At the age of 39 he was entering into a midlife crisis that made most other men’s crises look like passing bad moods. He looked at everything he’d accomplished and was involved in, and said he felt like a man who’s been so busy climbing each rung of the ladder that he’d neglected to notice that he had propped his ladder against the wrong wall. “Simply put, my whole existence suddenly added up to a loud, ‘So what?’” he said.
Fraser quit teaching and, leaving his wife and kids in their family home in London, he worked with a partner in re-opening an old foreign film house on Roncesvalles in Toronto as The Revue Cinema – one of Hogtown’s first repertory cinemas. A number of his ex-students from South picked up jobs as ushers, ticket-sellers, cleaners and all-round cinema dogsbodies. That business had only been operating a year when he was knocked flat by a heart attack. Perhaps this was life’s way of saying, “You’re not getting off that easily, Boa – look a little deeper, why don’t you?”

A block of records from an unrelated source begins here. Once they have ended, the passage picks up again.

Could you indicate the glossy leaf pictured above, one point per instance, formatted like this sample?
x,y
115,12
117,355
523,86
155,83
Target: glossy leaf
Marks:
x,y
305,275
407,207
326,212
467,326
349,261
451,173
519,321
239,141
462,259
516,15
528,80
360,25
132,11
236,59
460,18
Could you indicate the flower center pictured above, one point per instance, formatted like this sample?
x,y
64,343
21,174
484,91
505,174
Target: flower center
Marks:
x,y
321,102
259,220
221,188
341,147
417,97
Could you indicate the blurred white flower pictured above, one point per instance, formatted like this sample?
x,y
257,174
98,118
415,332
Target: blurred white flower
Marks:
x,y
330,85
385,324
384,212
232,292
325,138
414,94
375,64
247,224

On her last teaching sabbatical, Marion had undergone her analysis in England, and she suggested to her brother that as long as his life was in tatters anyway, he might as well give that a try. So taking the family with him this time, Fraser went overseas, first for analysis with Dr. E.A. Bennett in London (earning money by working on the Peter Ustinov version of Murder on the Orient Express through his connection with that film’s co-producer, Richard Goodwin) and then for his own analytical training in Zurich. Jungian analysis is entirely dream-based and dream-driven. It’s a form of psychoanalysis which is not to everyone’s taste but for these children of the parsonage who grew up in a world infused with symbols and rituals and who had committed their professional lives to the exploration and presentation of all kinds of narrative and poetic drama, dream analysis seemed tailor-made.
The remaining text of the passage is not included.